The future of socially distanced lung and heart health monitoring could lie in an inconspicuous yet incredibly sensitive microelectromechanical systems (MEMS) chip.
Scientists have developed a new health monitoring chip that is smaller than a ladybird, and which has an enormous detection bandwidth. The chip can monitor body motions, the sound of a heartbeat, pulse waves traversing body tissues, respiration rate and lung sounds.
The core mechanism of the chip, developed by researchers at the Georgia Institute of Technology, involves two finely manufactured layers of silicon, which overlay each other separated by the space of 270 nanometres – about 0.005 the width of a human hair – and carry a minute voltage.
The research was published the journal npj Digital Medicine and was funded by the Georgia Research Alliance, the Defense Advanced Research Projects Agency (DARPA), the National Science Foundation, and the National Institutes of Health. Study co-author Divya Gupta, a cardiologist at Emory University, collaborated in testing the chip on human participants.
How does the chip work?
Readable electronic outputs are created by the chip through vibrations stemming from bodily motions and sounds, which put the chip into flux and make the voltage flux. In human testing, the chip has recorded a variety of signals from the mechanical workings of the lungs and the heart with clarity, signals that often escape meaningful detection by current medical technology.
Farrokh Ayazi, Ken Byers Professor in Georgia Tech’s School of Electrical and Computer Engineering, said: “Right now, medicine looks to EKGs (electrocardiograms) for information on the heart, but EKGs only measure electrical impulses.
“The heart is a mechanical system with muscles pumping and valves opening and shutting, and it sends out a signature of sounds and motions, which an EKG does not detect. EKGs also say nothing about lung function.”

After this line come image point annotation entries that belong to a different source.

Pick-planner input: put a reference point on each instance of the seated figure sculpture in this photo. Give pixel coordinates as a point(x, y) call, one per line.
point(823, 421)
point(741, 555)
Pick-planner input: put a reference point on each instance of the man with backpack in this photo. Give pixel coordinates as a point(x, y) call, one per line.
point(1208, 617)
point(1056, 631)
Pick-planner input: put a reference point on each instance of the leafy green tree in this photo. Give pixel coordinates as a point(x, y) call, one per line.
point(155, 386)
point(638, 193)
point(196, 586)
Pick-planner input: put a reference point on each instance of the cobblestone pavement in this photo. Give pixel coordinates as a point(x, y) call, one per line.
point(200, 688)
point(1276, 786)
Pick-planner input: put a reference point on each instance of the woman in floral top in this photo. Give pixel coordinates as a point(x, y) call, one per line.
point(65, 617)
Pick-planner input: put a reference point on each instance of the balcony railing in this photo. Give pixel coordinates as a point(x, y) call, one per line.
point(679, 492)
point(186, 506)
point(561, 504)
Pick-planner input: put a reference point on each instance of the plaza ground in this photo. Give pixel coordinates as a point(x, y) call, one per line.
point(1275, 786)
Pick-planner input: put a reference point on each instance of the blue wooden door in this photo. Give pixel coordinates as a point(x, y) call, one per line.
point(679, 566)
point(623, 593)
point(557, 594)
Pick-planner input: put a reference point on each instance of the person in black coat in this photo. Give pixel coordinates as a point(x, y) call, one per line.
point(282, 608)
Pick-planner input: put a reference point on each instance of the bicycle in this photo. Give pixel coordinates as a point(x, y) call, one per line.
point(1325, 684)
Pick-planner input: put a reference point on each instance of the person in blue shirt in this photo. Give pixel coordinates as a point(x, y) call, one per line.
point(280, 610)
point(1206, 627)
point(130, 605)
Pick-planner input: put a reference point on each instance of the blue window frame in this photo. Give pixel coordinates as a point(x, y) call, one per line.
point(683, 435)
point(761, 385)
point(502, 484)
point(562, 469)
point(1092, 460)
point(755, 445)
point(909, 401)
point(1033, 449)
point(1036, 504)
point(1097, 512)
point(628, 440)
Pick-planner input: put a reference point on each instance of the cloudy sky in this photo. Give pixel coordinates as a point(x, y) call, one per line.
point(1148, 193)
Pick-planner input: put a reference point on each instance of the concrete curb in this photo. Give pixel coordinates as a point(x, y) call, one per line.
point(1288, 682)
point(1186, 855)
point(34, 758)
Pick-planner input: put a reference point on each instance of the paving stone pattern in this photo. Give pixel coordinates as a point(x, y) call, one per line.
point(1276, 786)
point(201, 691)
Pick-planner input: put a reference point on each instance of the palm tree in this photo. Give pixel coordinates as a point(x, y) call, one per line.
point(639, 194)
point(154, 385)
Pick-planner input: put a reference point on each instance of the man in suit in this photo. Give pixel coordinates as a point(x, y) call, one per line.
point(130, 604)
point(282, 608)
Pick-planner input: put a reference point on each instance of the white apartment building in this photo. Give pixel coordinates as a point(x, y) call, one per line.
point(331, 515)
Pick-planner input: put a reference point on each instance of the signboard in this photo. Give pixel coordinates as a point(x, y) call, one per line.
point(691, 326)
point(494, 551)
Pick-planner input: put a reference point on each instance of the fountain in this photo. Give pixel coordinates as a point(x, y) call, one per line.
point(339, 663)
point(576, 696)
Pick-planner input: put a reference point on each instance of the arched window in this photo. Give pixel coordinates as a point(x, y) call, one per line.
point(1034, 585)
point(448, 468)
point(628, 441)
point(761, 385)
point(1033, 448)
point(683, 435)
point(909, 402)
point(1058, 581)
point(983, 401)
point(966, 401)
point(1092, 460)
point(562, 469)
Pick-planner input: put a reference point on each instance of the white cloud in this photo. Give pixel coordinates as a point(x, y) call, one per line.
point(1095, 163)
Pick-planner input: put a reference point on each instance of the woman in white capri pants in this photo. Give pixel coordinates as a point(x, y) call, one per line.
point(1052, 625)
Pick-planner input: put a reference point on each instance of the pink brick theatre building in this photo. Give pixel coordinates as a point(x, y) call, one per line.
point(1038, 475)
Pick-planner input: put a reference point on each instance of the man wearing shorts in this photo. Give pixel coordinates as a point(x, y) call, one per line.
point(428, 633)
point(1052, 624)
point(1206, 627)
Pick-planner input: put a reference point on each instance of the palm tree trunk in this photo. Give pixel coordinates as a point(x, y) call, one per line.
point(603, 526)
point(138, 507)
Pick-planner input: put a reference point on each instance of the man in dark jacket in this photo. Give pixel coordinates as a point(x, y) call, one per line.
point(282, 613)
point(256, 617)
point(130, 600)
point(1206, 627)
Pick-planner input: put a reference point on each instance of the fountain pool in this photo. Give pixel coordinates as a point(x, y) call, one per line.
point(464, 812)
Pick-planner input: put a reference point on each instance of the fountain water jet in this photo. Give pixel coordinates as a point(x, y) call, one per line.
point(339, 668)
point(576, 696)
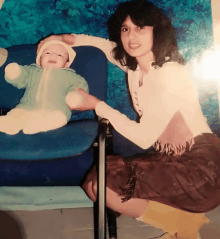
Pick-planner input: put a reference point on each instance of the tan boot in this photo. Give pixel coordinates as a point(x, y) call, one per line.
point(3, 56)
point(178, 223)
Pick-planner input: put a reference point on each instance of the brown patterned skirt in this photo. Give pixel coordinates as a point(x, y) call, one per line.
point(190, 182)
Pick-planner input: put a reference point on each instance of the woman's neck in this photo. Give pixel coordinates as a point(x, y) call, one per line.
point(145, 62)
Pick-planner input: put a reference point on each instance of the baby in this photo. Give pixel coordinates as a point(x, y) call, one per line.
point(49, 88)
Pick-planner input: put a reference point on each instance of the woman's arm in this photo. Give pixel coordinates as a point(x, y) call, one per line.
point(103, 44)
point(161, 99)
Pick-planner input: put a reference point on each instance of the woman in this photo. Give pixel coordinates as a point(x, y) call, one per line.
point(171, 185)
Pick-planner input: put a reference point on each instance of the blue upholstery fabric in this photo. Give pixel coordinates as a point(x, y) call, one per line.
point(70, 140)
point(59, 157)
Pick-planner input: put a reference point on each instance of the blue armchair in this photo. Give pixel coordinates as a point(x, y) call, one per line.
point(59, 157)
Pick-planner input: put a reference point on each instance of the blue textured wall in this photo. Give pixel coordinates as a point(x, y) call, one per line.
point(28, 21)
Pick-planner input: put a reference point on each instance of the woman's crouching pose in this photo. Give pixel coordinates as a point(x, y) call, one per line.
point(177, 177)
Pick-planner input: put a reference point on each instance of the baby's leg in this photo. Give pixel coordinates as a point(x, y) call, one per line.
point(14, 121)
point(43, 121)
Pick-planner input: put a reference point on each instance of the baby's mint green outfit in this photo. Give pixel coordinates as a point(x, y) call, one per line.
point(46, 88)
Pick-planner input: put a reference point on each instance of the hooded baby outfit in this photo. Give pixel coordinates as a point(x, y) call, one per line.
point(43, 106)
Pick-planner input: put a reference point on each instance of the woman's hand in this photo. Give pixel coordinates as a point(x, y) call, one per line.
point(89, 101)
point(67, 38)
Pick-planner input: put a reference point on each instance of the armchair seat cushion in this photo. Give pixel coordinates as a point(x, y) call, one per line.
point(71, 140)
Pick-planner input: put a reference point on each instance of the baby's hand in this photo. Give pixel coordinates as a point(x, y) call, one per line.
point(12, 71)
point(73, 99)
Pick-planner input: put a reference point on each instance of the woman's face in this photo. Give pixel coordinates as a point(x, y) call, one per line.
point(137, 41)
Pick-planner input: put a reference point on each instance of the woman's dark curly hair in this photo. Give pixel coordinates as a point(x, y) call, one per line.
point(145, 13)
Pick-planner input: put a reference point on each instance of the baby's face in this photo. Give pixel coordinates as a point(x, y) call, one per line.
point(55, 56)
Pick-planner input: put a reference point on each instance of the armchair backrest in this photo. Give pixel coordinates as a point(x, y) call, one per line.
point(90, 62)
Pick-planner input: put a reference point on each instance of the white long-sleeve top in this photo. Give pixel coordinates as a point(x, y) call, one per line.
point(164, 92)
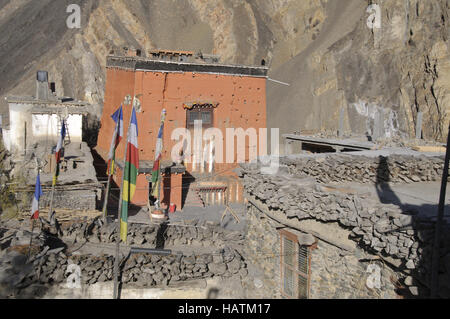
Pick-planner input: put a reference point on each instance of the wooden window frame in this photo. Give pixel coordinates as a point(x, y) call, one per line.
point(295, 268)
point(200, 110)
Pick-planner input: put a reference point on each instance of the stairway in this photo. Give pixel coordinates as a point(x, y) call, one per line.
point(193, 198)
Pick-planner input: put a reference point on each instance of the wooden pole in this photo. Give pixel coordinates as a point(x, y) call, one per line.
point(105, 201)
point(31, 239)
point(119, 211)
point(438, 226)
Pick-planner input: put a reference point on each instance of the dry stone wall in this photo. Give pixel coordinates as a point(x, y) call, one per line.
point(400, 237)
point(49, 266)
point(347, 168)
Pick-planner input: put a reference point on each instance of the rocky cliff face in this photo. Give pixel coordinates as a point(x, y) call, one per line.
point(324, 50)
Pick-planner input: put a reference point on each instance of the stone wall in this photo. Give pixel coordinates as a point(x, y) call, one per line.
point(336, 274)
point(48, 266)
point(85, 199)
point(348, 168)
point(262, 250)
point(194, 233)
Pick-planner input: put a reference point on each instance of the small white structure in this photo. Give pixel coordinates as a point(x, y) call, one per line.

The chip acts as an advanced electronic stethoscope and accelerometer in one and is aptly called an ‘accelerometer contact microphone’. It detects vibrations that enter the chip from inside the body while keeping out distracting noise from outside the body’s core like airborne sounds.
The signals from the body are recorded in sync, potentially offering the big picture of a patient’s heart and lung health. For the study, the researchers successfully recorded a ‘gallop’, a faint third sound after the ‘lub-dub’ of the heartbeat – which are normally elusive clues of heart failure.
Algorithms for clinical readings
Medical research to date has been largely inconsistent regarding health monitoring, and has relied upon clinician skills influenced by human error. The new chip produces high-resolution, quantified data that future research could match to pathologies in order to identify them.
Though the chip’s main engineering principle is simple, making it work and then manufacturable took Ayazi’s lab ten years, mainly because of the minuscule scale of the gap between the silicon layers.
Ayazi said: “We are working already to collect significantly more data matched with pathologies. We envision algorithms in the future that may enable a broad array of clinical readings.
“That very thin gap separating the two electrodes cannot have any contact, not even by forces in the air in between the layers, so the whole sensor is hermetically sealed inside a vacuum cavity. This makes for that ultralow signal noise and breadth of bandwidth that are unique.”